If you are a human, maybe, you have been on of the people who has been cruel to dogs.
We did sufficient damage to the dogs in Diwali, and then we followed it up with Halloween. Those scared, whimpering dogs, who had been hiding under beds and behind curtains, took a call to emerge, finally, after the fireworks had settled down.
Enzo, the handsome retriever, in fact, complained to me a lot, in long, gibberish dog-sentences about what he had gone through. He framed long, articulate sentences and looked at me with his sad, brown eyes. I could not follow anything he was trying to say, but I kept saying,
‘I know, I understand what you are going through. Things will get better, I promise’.
It was not that difficult: what I do at a client’s site in my consulting work came in handy.
I don’t get fireworks.
Literally, because, I’d rather pillage on the neighbour’s stuff and metaphorically, because they are so dangerous. To give you an example, Alok launched a rocket on the day before Diwali (Not the NASA variety, the Shivkasi variety) with his bare hands. This is the point where he demonstrates to the children acts of bravery, in contemporary versions of ancient Rajput act of valour.
But, ‘rockets’ in local firework terminology, are whimsical like our politicians. They change courses and retract on will.
This particular rocket set out on its course, and, shortly post launch, decided to return to attack its launcher.
So, we soon saw a plume of bright sparkles and angry hisses chasing our intrepid launcher who was now running around the terrace.
It finally chose to attack the very palm that had launched it. What do you call an ungrateful piece of firework?
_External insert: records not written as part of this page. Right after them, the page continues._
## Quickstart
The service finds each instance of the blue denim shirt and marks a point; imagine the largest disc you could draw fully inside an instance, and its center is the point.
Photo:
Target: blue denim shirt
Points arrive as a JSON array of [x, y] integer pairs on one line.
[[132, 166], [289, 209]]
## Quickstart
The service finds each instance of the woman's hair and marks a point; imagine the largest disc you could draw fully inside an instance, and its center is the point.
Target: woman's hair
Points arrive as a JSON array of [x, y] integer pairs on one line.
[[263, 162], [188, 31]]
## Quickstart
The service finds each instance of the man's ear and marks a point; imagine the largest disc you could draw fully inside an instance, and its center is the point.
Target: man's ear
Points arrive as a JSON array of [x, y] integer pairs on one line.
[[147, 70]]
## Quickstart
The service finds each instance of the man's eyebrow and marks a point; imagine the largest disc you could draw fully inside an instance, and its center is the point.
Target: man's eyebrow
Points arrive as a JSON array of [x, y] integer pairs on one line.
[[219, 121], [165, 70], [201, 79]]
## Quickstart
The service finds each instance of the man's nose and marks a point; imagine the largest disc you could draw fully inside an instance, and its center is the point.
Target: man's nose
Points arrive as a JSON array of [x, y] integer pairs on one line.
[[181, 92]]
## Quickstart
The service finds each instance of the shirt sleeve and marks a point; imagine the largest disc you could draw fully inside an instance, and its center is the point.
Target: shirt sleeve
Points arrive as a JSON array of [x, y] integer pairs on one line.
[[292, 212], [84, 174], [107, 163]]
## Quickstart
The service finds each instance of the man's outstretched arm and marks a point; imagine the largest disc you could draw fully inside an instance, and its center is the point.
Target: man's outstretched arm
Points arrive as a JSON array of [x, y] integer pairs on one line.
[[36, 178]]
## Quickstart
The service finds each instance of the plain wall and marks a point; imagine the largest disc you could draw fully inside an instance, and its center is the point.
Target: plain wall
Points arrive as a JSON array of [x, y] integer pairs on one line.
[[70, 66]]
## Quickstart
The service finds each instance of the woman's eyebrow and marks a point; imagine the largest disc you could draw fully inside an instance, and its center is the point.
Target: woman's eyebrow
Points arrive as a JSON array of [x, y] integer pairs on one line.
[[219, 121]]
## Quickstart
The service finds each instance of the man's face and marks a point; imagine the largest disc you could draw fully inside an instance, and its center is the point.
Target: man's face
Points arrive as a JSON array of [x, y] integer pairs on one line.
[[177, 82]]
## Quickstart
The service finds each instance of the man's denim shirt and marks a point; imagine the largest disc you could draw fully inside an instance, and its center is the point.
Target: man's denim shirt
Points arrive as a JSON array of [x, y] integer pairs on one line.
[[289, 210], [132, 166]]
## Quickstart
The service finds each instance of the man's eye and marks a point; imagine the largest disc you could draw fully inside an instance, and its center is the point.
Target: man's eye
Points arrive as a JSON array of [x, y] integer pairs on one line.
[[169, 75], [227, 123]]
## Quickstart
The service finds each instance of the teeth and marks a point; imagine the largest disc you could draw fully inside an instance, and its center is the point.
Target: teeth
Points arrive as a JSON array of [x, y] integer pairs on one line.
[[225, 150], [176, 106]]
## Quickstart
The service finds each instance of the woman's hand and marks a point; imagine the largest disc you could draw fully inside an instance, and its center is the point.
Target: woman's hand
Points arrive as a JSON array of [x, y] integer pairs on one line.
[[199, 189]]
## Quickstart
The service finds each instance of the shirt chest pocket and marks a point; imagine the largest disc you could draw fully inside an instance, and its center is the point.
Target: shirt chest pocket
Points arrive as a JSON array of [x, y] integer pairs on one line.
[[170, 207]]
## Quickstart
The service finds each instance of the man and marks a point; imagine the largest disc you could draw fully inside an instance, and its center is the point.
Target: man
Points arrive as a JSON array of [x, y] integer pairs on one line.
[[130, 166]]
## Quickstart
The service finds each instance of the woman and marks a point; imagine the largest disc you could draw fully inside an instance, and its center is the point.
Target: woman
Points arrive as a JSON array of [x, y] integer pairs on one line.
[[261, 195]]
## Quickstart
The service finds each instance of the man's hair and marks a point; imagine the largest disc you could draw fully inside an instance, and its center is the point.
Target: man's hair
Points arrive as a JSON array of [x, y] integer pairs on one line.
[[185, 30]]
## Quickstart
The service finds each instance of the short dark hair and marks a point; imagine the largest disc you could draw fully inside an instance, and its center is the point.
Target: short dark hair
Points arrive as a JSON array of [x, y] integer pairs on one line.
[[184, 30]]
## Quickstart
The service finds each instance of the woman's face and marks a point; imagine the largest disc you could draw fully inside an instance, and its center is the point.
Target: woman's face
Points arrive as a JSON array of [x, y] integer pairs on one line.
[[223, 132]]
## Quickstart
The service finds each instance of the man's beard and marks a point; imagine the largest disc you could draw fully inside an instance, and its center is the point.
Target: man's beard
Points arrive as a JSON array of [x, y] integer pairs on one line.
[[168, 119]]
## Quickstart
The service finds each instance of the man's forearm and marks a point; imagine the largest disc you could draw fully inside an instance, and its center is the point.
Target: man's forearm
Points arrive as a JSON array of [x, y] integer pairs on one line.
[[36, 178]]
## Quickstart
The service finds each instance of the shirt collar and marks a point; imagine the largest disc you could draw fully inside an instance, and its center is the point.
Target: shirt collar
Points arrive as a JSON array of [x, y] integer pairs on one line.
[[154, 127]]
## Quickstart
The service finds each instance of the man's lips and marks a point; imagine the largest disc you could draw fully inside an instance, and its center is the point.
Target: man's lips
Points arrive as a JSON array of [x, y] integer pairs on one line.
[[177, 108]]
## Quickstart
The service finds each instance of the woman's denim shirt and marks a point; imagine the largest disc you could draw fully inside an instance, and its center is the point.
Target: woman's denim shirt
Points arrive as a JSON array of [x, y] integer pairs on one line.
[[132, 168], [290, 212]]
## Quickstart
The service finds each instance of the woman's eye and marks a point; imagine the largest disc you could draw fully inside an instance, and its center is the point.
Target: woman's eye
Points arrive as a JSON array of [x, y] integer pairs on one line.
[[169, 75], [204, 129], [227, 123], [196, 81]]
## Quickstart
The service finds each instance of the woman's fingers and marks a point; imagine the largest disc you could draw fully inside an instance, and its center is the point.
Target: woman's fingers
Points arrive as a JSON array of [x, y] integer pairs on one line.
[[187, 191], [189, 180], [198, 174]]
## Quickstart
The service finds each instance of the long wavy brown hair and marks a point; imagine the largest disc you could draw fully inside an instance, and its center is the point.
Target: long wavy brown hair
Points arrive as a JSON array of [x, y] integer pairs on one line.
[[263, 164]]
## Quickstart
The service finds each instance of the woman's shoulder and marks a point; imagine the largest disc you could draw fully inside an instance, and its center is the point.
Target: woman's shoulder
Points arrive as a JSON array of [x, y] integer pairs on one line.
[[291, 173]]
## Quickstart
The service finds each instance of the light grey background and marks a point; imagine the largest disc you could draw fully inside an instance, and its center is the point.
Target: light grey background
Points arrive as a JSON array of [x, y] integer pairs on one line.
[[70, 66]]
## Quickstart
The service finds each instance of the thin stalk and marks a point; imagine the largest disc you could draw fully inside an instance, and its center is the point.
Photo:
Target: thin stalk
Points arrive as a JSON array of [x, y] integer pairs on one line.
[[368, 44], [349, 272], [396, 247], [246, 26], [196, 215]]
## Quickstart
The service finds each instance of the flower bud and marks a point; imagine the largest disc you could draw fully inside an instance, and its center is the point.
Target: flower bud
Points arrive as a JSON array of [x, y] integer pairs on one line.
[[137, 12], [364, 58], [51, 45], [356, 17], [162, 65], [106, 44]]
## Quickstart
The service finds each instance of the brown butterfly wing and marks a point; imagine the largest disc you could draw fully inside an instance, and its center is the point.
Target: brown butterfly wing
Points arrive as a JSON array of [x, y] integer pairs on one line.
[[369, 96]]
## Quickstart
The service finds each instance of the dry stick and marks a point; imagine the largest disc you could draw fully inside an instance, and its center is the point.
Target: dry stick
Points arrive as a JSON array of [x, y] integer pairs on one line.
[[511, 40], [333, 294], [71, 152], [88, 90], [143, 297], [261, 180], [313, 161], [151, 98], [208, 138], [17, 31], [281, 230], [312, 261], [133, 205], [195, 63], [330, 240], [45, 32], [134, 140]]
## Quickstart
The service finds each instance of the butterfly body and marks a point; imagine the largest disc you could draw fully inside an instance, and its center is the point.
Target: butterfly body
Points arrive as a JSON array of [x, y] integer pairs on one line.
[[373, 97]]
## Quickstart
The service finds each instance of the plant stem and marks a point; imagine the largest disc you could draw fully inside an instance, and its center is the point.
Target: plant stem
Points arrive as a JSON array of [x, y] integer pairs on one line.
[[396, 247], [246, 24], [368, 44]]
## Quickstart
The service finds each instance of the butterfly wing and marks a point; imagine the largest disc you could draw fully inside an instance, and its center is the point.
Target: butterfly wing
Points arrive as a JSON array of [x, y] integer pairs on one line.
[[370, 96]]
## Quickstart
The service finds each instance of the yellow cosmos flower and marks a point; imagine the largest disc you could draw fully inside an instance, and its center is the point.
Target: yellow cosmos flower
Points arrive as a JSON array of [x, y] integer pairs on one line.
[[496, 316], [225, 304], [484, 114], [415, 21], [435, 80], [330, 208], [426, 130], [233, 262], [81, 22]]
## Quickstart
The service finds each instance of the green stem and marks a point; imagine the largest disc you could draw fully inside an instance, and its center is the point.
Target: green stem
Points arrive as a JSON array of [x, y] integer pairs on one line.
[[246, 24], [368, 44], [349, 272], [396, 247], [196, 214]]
The children, watching this episode were petrified, Nikki almost in tears. We chided her for being a sissy. She needs to appreciate these moments and make suitable amnesia-based amendments to them to tell tales of our valour when she grows up.
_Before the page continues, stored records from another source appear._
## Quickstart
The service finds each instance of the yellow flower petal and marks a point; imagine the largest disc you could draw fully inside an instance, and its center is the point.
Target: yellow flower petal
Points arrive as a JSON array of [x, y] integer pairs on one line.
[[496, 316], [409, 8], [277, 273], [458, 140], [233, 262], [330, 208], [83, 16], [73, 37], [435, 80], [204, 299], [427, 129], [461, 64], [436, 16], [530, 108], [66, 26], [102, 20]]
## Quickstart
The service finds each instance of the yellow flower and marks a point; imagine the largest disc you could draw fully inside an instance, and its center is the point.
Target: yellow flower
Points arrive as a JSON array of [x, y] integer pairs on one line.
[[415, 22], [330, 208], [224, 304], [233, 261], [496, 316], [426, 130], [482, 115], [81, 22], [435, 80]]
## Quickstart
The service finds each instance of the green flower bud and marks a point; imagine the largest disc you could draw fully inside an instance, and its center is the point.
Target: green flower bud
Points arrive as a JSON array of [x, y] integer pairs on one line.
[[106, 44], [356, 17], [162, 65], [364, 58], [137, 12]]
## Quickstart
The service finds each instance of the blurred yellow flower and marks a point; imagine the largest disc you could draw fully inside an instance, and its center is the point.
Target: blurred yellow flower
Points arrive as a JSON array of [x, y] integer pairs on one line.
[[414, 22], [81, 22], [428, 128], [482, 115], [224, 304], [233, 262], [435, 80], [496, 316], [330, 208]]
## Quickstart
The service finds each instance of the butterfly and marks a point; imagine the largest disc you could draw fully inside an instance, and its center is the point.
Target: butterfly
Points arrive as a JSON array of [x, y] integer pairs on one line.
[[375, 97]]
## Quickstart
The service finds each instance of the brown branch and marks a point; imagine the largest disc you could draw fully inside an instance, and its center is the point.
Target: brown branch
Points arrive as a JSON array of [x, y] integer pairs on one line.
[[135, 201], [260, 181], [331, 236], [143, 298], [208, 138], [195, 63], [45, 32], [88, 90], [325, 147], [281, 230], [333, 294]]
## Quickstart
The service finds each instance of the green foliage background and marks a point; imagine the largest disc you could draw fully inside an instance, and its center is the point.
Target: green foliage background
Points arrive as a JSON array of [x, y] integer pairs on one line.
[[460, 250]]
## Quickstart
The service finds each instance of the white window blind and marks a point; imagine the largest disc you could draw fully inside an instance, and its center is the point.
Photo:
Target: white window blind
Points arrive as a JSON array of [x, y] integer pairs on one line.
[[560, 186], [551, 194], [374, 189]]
So, after few days of indiscriminate noise, smoke and mistimed rocket attacks in which we ruined parts of the wall, the curtains and our ego, there was silence again.
The dogs decided to come out of hiding, warily, one careful paw at a time.
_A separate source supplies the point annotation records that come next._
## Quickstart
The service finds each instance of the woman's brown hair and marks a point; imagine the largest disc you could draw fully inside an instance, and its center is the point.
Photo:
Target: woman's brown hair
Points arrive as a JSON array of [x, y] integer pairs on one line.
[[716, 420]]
Only to be attacked by swarms of little devils in gory war-paint, wielding tridents, swords and brooms yelling ‘Trick or Treat’.
In dog terms, this has been like the unrelenting dark ages, or like a long stay in the Bigg Boss House.
As I write, the dogs have gone into hiding again. Maybe, they will convene an emergency meeting to get back at the inscrutable humans.
Maybe, they’d dress as Santa and attack us on Christmas.